Chude Pamela Parker Allen (born 1943) is an American activist of the civil rights movement and women's liberation movement. She was a founder of New York Radical Women.

==Education and civil rights movement activism==
Pamela Parker was born in Pennsylvania in 1943. She grew up Episcopalian and lived in Solebury, Pennsylvania. Her mother was a nursery school teacher and her father worked as a manager in a rubber goods factory.

Allen attended Carleton College in Northfield, Minnesota, where she studied religion. She joined the Students for a Democratic Society. During the summer of 1963, she was a counselor at the Church of the Advocate in Philadelphia, where she lived with Paul Washington, the church's African-American rector, and his family. In her junior year, she was one of 13 white exchange students at the Spelman College in Spring 1964. There she attended a seminar on nonviolence conducted by Staughton Lynd and became involved with the Committee on Appeal for Human Rights. She volunteered as a Freedom School teacher in Holly Springs, Mississippi, for Freedom Summer. During her time in Mississippi, Allen was romantically involved with Ralph Featherstone, a black Freedom Summer organizer.

During her senior year, she was an activist on campus and spoke for the Student Nonviolent Coordinating Committee. She married African-American activist Robert L. Allen in 1965. Following her graduation from Carleton, she moved to New York City, where she worked at an agency that found homes for foster children.

==Women's liberation movement==
Allen was a key activist in the white women's liberation movement and she advocated for greater attention to be given to racism within the movement. She co-founded New York Radical Women in 1967. The group planned the Jeannette Rankin Brigade action.
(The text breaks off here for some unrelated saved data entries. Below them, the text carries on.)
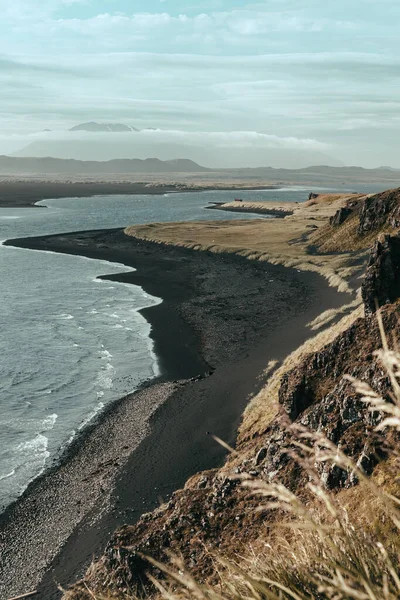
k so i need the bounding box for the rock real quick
[361,234,400,314]
[359,188,400,235]
[254,447,267,466]
[329,207,353,227]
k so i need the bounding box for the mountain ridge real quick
[0,155,209,174]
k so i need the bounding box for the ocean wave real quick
[0,469,16,482]
[17,433,50,462]
[77,401,105,431]
[42,413,58,431]
[97,363,115,390]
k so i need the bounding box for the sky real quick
[0,0,399,167]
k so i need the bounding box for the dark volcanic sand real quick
[0,230,350,599]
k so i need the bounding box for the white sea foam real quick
[42,413,58,430]
[78,402,105,431]
[17,434,50,461]
[0,469,16,482]
[97,363,115,390]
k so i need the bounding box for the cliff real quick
[64,189,400,599]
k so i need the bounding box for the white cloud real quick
[0,2,399,166]
[15,9,358,41]
[0,128,327,150]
Allen later left the group, criticizing their views of motherhood and rejection of traditional roles for women. She worked for The Guardian in early 1968. She moved to San Francisco, where she joined the feminist group Sudsofloppen. Based on her experiences with the group, she wrote the influential pamphlet Free Space: A Perspective on the Small Group in Women's Liberation, in which she outlined a four-stage method of consciousness raising. The work was influenced by humanistic psychology.

She was editor for the newspaper of the Union Women's Alliance to Gain Equality (Union WAGE). She was also involved with the Bridal Fair action of 1969, the Miss America protest, and International Women's Day.

She changed her name from Pamela Allen to Chude Pamela Allen.

Allen collaborated with her first husband Robert L. Allen on the 1974 book Reluctant Reformers: Racism and Social Reform Movements in the United States. She also writes poetry and has drafted two plays, The Uprising of the 20,000 and Could We Be Heard.

Allen is featured in the 2014 feminist history film She's Beautiful When She's Angry.

Allen is a member of the Bay Area Veterans of the Civil Rights Movement. She lives in San Francisco.